Before we had the N2, there was the Seven Passes
Wilderness and Knysna, in the heart of the Garden Route are popular holiday destinations, there’s plenty to do and see. Enjoyed for the array of outdoor activities it’s frequented by mountain bikers, runners and hikers. One of the hidden treasures of the area is the Seven, a 75 km stretch of road that technically has eight passes.

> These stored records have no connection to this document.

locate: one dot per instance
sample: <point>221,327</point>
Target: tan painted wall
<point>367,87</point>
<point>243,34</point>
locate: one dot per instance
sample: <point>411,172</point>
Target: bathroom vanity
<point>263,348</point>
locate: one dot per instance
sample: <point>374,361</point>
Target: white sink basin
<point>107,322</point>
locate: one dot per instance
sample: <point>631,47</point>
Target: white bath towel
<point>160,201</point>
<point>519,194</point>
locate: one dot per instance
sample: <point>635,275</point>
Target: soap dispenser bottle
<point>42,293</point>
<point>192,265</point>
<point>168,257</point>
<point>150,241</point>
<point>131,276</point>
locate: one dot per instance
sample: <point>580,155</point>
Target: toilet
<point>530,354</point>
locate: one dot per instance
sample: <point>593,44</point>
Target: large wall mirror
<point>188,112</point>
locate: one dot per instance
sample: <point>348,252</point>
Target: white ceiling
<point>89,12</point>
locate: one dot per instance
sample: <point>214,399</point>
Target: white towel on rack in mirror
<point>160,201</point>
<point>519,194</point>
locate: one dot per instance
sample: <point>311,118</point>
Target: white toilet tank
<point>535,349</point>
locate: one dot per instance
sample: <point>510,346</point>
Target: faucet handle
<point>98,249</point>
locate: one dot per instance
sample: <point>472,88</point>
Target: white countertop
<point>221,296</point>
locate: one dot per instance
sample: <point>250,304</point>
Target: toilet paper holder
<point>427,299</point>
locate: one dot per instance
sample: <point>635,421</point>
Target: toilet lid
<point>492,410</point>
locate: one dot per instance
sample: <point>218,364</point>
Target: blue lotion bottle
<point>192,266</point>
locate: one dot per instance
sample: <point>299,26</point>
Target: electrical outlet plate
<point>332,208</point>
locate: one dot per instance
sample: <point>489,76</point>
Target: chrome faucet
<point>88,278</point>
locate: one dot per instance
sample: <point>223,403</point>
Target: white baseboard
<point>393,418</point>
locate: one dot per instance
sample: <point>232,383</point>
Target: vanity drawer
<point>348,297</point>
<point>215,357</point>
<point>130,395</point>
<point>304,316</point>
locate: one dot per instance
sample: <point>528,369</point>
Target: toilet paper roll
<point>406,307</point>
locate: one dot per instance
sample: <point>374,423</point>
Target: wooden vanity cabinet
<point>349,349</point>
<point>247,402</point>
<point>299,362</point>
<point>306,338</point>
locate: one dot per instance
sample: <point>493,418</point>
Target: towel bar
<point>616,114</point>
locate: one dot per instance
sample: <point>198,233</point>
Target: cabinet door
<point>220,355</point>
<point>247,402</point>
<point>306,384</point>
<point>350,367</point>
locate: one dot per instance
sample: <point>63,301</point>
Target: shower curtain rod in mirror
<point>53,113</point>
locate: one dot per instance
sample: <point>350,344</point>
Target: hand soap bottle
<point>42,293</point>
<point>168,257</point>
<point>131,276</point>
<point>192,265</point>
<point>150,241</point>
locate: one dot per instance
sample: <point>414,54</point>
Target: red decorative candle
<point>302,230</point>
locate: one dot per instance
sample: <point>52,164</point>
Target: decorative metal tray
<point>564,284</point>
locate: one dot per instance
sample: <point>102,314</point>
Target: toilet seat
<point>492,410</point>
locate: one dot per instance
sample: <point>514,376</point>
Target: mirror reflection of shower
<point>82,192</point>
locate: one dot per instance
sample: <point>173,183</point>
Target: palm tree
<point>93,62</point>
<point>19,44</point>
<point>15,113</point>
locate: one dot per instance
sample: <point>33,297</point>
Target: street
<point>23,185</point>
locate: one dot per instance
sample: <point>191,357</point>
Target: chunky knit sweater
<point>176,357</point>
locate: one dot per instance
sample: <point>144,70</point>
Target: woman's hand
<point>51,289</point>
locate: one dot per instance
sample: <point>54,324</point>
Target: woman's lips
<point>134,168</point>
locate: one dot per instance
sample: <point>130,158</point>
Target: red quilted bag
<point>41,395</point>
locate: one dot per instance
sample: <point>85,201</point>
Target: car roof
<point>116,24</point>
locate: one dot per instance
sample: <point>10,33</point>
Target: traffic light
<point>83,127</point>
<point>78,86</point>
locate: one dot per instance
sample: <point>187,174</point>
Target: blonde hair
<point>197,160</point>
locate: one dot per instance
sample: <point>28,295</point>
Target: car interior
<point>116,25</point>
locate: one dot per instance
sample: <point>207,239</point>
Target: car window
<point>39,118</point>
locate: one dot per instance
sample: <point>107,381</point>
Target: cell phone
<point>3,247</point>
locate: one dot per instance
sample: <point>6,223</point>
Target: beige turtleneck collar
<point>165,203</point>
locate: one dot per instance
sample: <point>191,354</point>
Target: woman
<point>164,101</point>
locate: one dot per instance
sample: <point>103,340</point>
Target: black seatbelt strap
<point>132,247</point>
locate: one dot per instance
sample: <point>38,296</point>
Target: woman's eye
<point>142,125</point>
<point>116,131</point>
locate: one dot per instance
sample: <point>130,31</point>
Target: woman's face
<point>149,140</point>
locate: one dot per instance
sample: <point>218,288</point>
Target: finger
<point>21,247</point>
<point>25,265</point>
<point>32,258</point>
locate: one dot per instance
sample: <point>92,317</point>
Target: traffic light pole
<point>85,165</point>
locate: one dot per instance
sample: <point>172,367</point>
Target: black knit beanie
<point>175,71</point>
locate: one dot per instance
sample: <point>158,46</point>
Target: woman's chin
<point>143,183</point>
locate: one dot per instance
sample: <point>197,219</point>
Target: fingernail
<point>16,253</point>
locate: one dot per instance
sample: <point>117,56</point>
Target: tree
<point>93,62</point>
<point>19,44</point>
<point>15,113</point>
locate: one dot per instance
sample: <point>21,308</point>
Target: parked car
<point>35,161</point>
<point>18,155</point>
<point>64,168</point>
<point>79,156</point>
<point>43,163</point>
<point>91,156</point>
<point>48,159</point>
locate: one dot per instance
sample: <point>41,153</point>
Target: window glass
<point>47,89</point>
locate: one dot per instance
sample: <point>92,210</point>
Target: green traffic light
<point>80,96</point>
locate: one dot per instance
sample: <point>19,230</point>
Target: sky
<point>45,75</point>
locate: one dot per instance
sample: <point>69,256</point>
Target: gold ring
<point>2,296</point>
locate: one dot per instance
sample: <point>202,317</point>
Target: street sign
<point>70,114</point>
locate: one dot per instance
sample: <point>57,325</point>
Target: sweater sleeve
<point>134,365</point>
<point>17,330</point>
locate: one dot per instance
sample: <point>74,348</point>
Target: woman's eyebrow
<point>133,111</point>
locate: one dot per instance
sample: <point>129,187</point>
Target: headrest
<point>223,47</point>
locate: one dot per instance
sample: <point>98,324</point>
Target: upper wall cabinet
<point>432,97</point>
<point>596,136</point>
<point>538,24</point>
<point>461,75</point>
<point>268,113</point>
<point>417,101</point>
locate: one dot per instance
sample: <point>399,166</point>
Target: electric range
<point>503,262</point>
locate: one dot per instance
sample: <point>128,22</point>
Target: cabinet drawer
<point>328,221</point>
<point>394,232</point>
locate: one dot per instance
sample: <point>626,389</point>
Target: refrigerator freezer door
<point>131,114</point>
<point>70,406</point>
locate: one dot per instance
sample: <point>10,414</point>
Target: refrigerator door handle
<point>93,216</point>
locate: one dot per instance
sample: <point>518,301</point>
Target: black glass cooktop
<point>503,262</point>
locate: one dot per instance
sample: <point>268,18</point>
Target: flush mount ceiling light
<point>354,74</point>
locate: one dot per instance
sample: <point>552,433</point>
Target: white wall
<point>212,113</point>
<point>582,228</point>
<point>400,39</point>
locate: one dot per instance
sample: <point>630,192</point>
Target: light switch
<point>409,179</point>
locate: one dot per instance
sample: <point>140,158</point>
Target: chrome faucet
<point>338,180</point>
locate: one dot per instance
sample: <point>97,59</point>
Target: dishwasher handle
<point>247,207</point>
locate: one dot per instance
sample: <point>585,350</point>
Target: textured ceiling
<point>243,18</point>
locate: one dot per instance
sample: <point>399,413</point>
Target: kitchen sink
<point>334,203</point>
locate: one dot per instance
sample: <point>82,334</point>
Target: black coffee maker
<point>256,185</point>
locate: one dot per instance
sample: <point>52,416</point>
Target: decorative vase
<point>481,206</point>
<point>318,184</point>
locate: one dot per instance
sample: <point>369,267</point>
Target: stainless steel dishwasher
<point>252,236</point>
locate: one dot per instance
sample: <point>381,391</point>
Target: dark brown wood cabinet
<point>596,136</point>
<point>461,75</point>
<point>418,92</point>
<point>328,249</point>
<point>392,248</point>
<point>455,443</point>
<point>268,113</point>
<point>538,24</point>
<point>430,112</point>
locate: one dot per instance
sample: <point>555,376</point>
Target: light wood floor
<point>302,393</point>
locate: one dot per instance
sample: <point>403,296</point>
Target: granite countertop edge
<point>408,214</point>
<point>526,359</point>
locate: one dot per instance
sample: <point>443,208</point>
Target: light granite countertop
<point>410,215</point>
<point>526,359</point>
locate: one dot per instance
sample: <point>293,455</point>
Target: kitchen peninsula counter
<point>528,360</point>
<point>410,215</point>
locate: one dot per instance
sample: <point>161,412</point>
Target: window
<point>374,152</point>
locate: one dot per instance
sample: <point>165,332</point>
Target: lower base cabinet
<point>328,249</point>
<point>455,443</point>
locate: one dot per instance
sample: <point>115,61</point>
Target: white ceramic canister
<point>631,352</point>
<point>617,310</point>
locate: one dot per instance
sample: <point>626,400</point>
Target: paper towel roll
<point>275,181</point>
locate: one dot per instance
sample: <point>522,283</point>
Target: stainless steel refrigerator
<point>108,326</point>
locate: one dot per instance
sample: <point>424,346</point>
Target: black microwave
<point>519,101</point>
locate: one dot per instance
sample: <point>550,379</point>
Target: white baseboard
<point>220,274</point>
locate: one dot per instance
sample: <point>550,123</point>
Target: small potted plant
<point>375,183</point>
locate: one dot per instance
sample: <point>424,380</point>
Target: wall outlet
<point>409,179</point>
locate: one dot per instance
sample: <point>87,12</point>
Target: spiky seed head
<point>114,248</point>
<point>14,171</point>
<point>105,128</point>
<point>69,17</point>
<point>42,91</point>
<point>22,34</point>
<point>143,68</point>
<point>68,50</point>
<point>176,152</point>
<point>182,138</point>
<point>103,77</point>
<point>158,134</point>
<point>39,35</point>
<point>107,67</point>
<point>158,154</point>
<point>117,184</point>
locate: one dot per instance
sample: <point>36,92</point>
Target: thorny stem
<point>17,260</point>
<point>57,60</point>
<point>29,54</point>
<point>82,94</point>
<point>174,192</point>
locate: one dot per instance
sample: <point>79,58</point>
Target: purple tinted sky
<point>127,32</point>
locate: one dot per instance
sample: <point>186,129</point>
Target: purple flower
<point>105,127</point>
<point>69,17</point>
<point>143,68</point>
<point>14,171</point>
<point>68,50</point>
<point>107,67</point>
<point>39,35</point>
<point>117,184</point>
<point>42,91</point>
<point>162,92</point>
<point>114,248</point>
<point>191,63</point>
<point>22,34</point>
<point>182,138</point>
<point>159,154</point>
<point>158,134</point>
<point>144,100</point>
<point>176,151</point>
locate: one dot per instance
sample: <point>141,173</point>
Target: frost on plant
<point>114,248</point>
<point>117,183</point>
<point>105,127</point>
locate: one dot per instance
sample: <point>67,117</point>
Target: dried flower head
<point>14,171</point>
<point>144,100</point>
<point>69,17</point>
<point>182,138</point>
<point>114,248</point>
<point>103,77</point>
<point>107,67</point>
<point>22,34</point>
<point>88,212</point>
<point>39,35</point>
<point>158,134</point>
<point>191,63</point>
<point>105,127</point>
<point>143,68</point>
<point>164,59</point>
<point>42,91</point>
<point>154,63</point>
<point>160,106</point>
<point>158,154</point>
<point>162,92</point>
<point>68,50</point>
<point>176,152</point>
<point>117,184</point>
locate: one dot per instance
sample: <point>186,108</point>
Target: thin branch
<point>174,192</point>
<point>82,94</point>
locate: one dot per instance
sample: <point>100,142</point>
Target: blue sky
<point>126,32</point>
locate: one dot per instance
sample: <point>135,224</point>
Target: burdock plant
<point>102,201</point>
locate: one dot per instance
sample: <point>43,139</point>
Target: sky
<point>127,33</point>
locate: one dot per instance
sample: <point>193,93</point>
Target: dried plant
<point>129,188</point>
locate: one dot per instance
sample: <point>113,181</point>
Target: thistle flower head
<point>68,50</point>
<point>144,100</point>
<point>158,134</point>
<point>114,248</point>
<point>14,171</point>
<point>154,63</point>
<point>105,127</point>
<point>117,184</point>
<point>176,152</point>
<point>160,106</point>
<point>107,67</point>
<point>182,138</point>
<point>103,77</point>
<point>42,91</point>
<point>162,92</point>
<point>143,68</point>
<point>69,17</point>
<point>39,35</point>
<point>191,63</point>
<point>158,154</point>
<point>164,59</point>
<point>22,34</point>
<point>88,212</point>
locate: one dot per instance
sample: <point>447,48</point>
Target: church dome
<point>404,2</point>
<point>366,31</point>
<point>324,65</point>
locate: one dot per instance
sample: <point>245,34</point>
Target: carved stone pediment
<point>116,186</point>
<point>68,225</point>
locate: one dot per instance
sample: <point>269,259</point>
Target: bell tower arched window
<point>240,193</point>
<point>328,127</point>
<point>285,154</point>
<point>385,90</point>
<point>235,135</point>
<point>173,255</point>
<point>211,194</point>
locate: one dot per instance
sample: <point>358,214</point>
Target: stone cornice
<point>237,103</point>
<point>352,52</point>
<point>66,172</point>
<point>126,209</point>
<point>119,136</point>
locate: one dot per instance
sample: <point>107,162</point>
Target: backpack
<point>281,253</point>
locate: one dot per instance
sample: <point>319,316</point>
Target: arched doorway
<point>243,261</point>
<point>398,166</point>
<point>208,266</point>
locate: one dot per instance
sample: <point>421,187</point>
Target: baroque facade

The seven passes are, as the name suggests, seven passes all connected, running from Knysna to George or George to Knysna, whichever way you prefer to traverse it. This majority dirt road is a creation of the pass builder extraordinaire, Thomas Charles John Bain, and was finished in 1883. Bain had help from his brother-in-law Adam de Smidt, and rumour has it the two didn’t get along every day or most days. Back when Bain first built this road, it was the equivalent of the N2. Since the building of the N2 and the extension of the surrounding farms and B roads, the traffic you’ll find on the road are mountain bikers, trucks from the mills and the odd tourist or two.
The general profile of each pass is a descent into a valley where it either crosses a river or runs alongside one before climbing the ascent out. The variations are the gradients of descent and ascent, the amount of tight and twisty corners and the height. The beauty of these passes are that they’re not done at speed, it’s an easy relaxing drive, a dirt road with the forest canopy overhead that clears at the bottom as you cross each bridge.
Beginning the journey from Knysna at Phantom Pass, the first pass that would be built out of the seven. Turning off the N2 before the Knysna lagoon the road runs inland towards the first pass, Phantom Pass. This 75 km stretch of the road reached the Kaaimans River in 1869, and in 1871 was built to reach Woodville near George.
The Belvidere turnoff from the N2 turns into the Phantom Pass, which was ready for business in 1862, with a rebuild in 1882. Named after the ghost moths that call the forest home.
Completed in 1882, opened in 1883, and was the last pass to be completed of the seven. The Homtini name has suggested roots in Khoi, and means either ‘mountain honey’ or ‘difficult passage’. We’re likely to believe that it means difficult passage with 45 corners, of which three exceed 120 degrees and one sharp hairpin. It was the building of this pass that led to the source of discontent between Bain and de Smidt. It’s believed that they disagreed with the path of the Seven Passes road, which led to an argument in the build of Homtini Pass. The argument between the two escalated to the point that they never spoke again.
The finding of gold in the area lead the pass to be further built and heading towards the Homtini area.
Bearing the same name as the forestry village the pass can have a few trucks on it. A gravel track that’s dusty in summer and turns into a muddy clay in winter. If doing this in winter, it would be recommended to go in a vehicle with all-wheel drive as the corrugations can cause a loss of traction.
The first of the passes to be built for dual passage, a lane for each direction of travel. The easiest of all the passes to cross, it was built in 1884. The bridge is similar in design to the Silwer and Kaaimansgat bridges.
This pass remains the same as it was when built by Bain and de Smidt, except the timber bridge was washed away and replaced by a steel bridge in the early 1900s. It’s thought that de Smidt was more involved in building this pass than Bain, who was involved in the Homtini Pass at the same time. Much like the other passes it drops down into the riverbed and is often a victim of flooding in heavy rains.
This short pass of 2.5 km is a national monument, leading into Wilderness Heights. Built by de Smidt the pass has 30 bends, which is quite something considering how short it is. Many consider this pass to be part of the Kaaimansgat Pass.
While Bain worked on the Knysna end of the passes, de Smidt built on the George end of the road. The original bridges were made of timber though succumbed to the elements quickly. In 1902 the concrete bridges were built, and are still standing today, and are national monuments.
A road that crosses the Swartrivier, the original pass was first used in 1853. Now it’s a modern tar road that runs past the Garden Route dam wall and down into the main road of George.
Stay in George, Wilderness, or Knysna for ease of access to the passes. While the passes can be done in just over an hour it’s recommended you make a day of the route. Pack food, picnic blankets, and sunblock. Stop along the way at local craft shops on the route. Stop at each bridge, take photos, and enjoy the flora and fauna at each pass.